One-stage posterior surgery with intraoperative ultrasound assistance for thoracic myelopathy with simultaneous ossification of the posterior longitudinal ligament and ligamentum flavum at the same segment: a minimum 5-year follow-up study
- PMID: 32445802
- DOI: 10.1016/j.spinee.2020.05.097
One-stage posterior surgery with intraoperative ultrasound assistance for thoracic myelopathy with simultaneous ossification of the posterior longitudinal ligament and ligamentum flavum at the same segment: a minimum 5-year follow-up study
Abstract
Background context: Ossification of the posterior longitudinal ligament (OPLL) and ligamentum flavum (OLF) are not uncommon independent causes of thoracic myelopathy (TM); however, concomitant OPLL and OLF at the same segment is rare. The ideal surgical strategy remains controversial, and it is difficult for surgeons to balance sufficient neural decompression while simultaneously reducing the occurrence of postoperative neurological defect after circumferential decompression (CD). Aiming to solve this dilemma, we investigated a CD-based surgery using intraoperative ultrasound (IOU) assistance to evaluate spinal decompression sufficiency.
Purpose: The aims of this study are to evaluate the surgical outcomes and identify prognostic factors of one-stage posterior surgery with IOU assistance in patients with concomitant OPLL and OLF.
Study design/setting: Retrospective study of a single-center TM database with long-term follow-up.
Patient sample: Twenty-four patients with TM and concomitant OPLL and OLF.
Outcome measures: Japanese Orthopaedic Association (JOA) score system for TM, recovery rate (RR), complication rate.
Methods: Twenty-four patients' data were retrospectively reviewed. All patients initially underwent en bloc excisions of posterior spinal canal elements, and IOU was then used to evaluate spinal decompression sufficiency. If any compression of OPLL was confirmed in IOU, further CD procedure was performed. The JOA score was used to evaluate health-related quality of life. RR was calculated using the Hirabayashi formula. A RR ≥50% was considered favorable, and a RR <50% was considered unfavorable. The paired t test was performed to statistically compare the preoperative and postoperative JOA scores. The chi-squared test, rank sum test, and logistic regression analyses were performed to find variants associated with unfavorable surgical outcomes The prognostic factors were analyzed by Spearman correlation and Pearson correlation analyses.

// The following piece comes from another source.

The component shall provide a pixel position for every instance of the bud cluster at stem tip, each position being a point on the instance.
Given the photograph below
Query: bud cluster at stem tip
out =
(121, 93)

Results: The invasive CD procedure were avoided in 9 of 28 segments were avoided, with a mean blood loss of 1,458 mL. Seventeen patients experienced cerebrospinal fluid leakage, and 5 experienced immediate postoperative paralysis. The mean JOA score improved from 4.25±2.2 (preoperative) to 8.16±1.9 (final follow-up). The mean RR was 57.7%±29.4%. There was a significant difference (p<.01) between the preoperative and final follow-up JOA score. A comparison between the favorable and the unfavorable groups showed no significant differences in the evaluated factors, but the considerable blood loss was a significant risk factor for poor RR (p=.036, b=-0.43).
Conclusions: One-stage CD-based surgery via a posterior approach with IOU assistance for the treatment of concomitant OPLL and OLF led to significant functional improvement in the majority of patients. Under the premise of sufficient decompression, the postoperative paralysis rate reduced compared to that in previous studies. However, there were still high cerebral spinal fluid leakage rates. Considerable blood loss is a risk factor for poor RR.
Keywords: Circumferential decompression; Diffuse idiopathic skeletal hyperostosis; Intraoperative ultrasound; Ossification of ligamentum flavum; Ossification of the posterior longitudinal ligament; Thoracic myelopathy.